Nurses contribute to the criminal justice system every day, but they rarely get recognized for it. A friend who is a nurse, remembering my story, used the Internet to help the police identify an unconscious Jane Doe who landed in her ICU, shaving hours off of notifying her family. Another nurse-friend told me of a story where her detective work identified a habitual drug-seeker/identity thief who was using various aliases. She remembered him from three years prior, she remembered him being belligerent, his room number and his "complaint." He was back with the same vague complaint, and she combed through six months of census records to correctly identify him. The ER and admitting physician were notified, and they contacted the police because it turned out that this patient had a history of identity theft and fraud. Upon searching his room, the police found multiple pill bottles with varying combinations of his name and aliases and birthdays, marijuana, and narcotics with prescription labels not belonging to him (or any of his aliases).
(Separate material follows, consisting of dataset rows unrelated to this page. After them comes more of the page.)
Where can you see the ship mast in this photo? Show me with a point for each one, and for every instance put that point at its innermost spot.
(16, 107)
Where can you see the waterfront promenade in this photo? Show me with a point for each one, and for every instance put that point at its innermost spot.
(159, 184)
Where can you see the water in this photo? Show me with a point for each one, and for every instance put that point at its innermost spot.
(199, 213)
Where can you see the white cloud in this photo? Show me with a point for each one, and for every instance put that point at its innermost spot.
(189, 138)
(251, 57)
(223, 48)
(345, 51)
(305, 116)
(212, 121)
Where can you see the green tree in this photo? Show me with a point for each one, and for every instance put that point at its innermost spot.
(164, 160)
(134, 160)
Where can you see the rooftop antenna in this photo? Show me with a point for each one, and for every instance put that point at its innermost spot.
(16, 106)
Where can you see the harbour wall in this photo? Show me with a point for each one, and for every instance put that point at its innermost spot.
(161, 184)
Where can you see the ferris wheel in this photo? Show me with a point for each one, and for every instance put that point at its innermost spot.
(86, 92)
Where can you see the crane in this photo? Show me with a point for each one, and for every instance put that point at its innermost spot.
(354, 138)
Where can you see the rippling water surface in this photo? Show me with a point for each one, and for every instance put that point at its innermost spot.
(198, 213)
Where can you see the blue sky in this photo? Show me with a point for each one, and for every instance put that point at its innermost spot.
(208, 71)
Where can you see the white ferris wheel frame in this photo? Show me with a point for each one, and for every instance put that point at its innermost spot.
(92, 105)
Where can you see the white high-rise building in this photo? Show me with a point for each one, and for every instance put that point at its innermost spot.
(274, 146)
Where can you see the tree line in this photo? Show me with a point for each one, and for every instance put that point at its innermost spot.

From detective work to identifying signs of domestic and/or child abuse, to being responsible for properly handling evidence removed during surgery, i.e. bullets and other foreign bodies, to nurses who work in correctional facilities, nurses are enmeshed in many facets of the criminal justice system. They don't get a badge, or a cape, so how about we give them a little recognition for their contributions?

In honor of National Nurses Week 2015, a collective thank you for your contributions, often unmentioned, to the criminal justice system. You help the innocent, and the guilty, victims and criminals, and know that your commitment to care does not end with filling out a chart.

My story has a bittersweet ending. My father passed away on January 17, 2011 from his injuries after thirteen days in a coma from which he never awoke. That's the bitter part. The sweet part is that he was known. He was surrounded by family and friends, and he was actively loved in his last days. Thank you to the nurse who found us.